とか次々に無理難題を要求され、そも方向音痴の私はだんだん前後左右が不覚になってしまい、技師にSっ気がありようものなら「右はお箸を持つ方ですよ〜」なんてなじられ、髪も振り乱し検査着もはだけ、ほうほうのていで解放される。

しかしまだ終わりではない。
とどめに下剤を飲まされ、水を300mlほどがぶ飲みさせられ、ダブダブの腹で検査終了である。

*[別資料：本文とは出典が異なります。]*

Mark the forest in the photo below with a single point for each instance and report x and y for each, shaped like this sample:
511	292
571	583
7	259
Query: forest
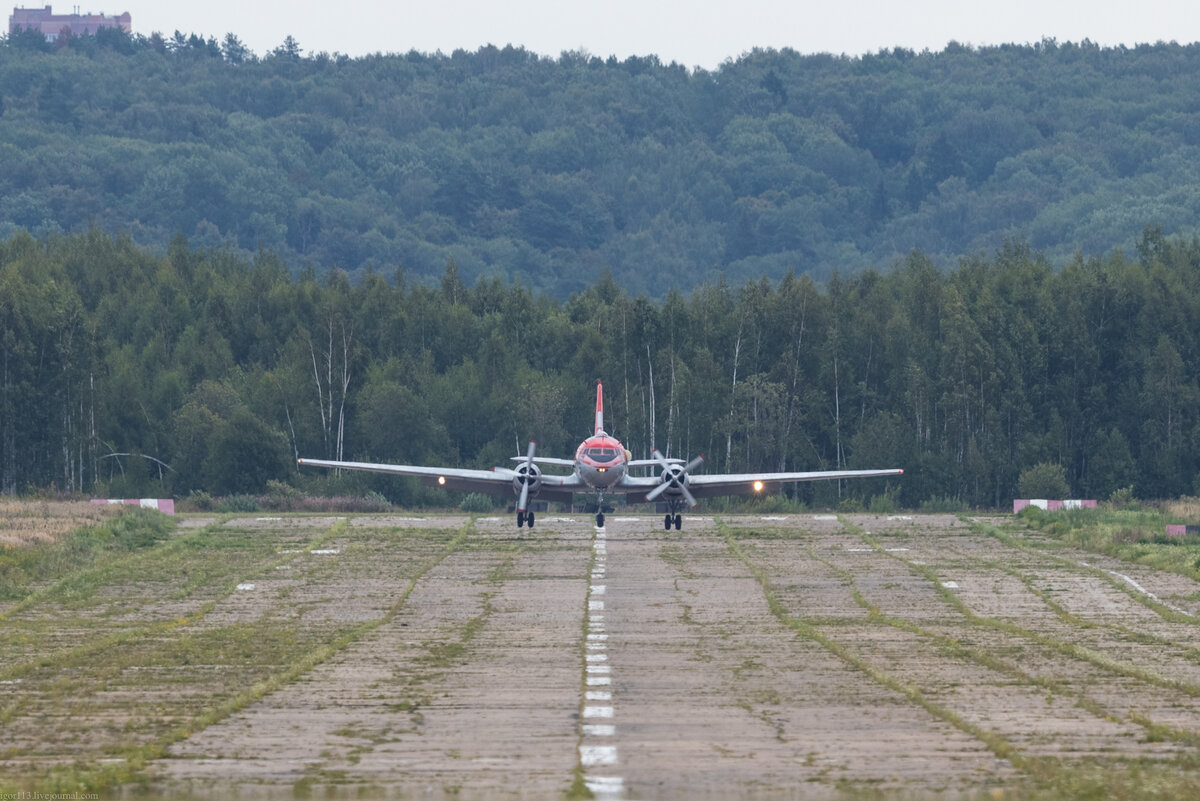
550	170
133	373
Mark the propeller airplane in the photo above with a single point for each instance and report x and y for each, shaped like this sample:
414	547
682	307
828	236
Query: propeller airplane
601	465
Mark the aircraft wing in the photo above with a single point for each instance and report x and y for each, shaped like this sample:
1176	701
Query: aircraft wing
547	459
497	481
744	483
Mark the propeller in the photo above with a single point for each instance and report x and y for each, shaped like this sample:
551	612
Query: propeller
525	479
675	477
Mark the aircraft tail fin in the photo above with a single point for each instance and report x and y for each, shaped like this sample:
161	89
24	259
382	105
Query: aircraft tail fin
599	407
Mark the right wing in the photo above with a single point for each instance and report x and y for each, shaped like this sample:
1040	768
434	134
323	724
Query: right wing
497	481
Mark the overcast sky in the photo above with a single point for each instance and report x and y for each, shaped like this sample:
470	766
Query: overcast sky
702	34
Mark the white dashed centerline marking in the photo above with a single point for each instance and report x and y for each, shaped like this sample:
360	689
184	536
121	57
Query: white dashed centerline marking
597	675
593	756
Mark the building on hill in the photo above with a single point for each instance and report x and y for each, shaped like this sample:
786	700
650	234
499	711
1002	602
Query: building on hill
52	25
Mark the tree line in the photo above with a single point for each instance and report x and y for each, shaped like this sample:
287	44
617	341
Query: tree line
549	169
131	373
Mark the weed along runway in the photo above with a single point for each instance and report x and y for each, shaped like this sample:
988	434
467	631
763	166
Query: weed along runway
791	656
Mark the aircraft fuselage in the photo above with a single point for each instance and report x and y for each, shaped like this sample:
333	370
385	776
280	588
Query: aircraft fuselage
600	462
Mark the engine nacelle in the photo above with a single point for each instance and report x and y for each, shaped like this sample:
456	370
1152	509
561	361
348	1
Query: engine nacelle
675	477
527	474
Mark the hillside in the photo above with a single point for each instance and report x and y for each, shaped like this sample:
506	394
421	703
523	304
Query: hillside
546	170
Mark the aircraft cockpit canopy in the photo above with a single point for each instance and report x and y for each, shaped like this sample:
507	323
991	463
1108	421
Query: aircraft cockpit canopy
601	455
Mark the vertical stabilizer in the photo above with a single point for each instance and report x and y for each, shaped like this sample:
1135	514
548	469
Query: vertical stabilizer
599	408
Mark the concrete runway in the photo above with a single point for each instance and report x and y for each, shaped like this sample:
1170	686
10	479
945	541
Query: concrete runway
772	656
791	656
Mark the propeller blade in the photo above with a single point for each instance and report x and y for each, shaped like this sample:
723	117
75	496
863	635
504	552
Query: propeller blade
658	491
676	480
523	503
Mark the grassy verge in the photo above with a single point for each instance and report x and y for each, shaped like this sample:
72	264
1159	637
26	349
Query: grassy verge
129	692
1169	556
1138	536
1134	780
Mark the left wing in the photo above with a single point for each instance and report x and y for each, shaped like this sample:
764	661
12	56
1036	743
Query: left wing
741	483
497	481
749	483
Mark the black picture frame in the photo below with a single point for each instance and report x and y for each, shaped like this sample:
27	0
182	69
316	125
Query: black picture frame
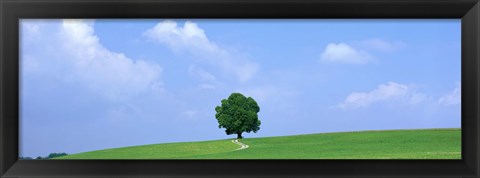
13	10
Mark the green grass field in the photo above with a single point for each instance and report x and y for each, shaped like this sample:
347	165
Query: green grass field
390	144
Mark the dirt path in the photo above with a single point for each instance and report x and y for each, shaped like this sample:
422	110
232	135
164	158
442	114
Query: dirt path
242	145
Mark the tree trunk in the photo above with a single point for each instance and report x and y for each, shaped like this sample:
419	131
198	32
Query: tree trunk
239	135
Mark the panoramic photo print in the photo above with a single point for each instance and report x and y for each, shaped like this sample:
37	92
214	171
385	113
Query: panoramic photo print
240	89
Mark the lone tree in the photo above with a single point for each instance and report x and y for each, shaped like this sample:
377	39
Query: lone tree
238	114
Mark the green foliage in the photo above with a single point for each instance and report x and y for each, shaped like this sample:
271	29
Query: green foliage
54	155
25	158
392	144
238	114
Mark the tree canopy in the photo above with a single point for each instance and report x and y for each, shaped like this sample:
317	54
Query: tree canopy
238	114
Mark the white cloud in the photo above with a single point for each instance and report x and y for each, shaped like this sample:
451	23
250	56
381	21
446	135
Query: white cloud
207	86
452	98
193	40
344	53
78	56
201	74
208	79
384	92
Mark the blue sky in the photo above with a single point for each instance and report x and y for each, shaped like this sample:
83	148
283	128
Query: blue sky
96	84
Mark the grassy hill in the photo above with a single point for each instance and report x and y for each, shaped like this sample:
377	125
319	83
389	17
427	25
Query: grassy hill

余談だが私の胃腸は異常に敏感なのか、バリウム嚥下後20分ほどですぐにトイレで排出される。口から肛門までの長さは平均でおよそ9mあるとのことなのだが、一体どうなっているのであろう。
回転寿司のように特急レーンでも設けられているのだろうか。

さて、そんな日常生活での最高のアトラクションであるバリウム検査であるが、今年はなんとパス。
代わりに上位互換ともいえる存在、上部消化管内視鏡検査、通称胃カメラを受けることと相成った。

麻酔は吸うのかな?飲むのかな?
挿入は鼻からかな?喉からかな?


…なんて最高にワクワクしながら当日受けたのだが、まあひでえ目にあった!立派な拷問じゃないか!大丈夫大丈夫と母のように肩を叩いてくれる側でゲーゲーえずく!四肢が突っ張り、涙と鼻水が止まらない!モニターで自分の胃の中を見る余裕一切なし!なんか空気とか水とか勝手に出し入れされ、腹を何かがノックして、ああもうどうにでもしてオエエエ

涙と鼻水と唾液と胃液に塗れた状態で会場を後にし、もう二度と胃カメラはやらないと誓ったのであった。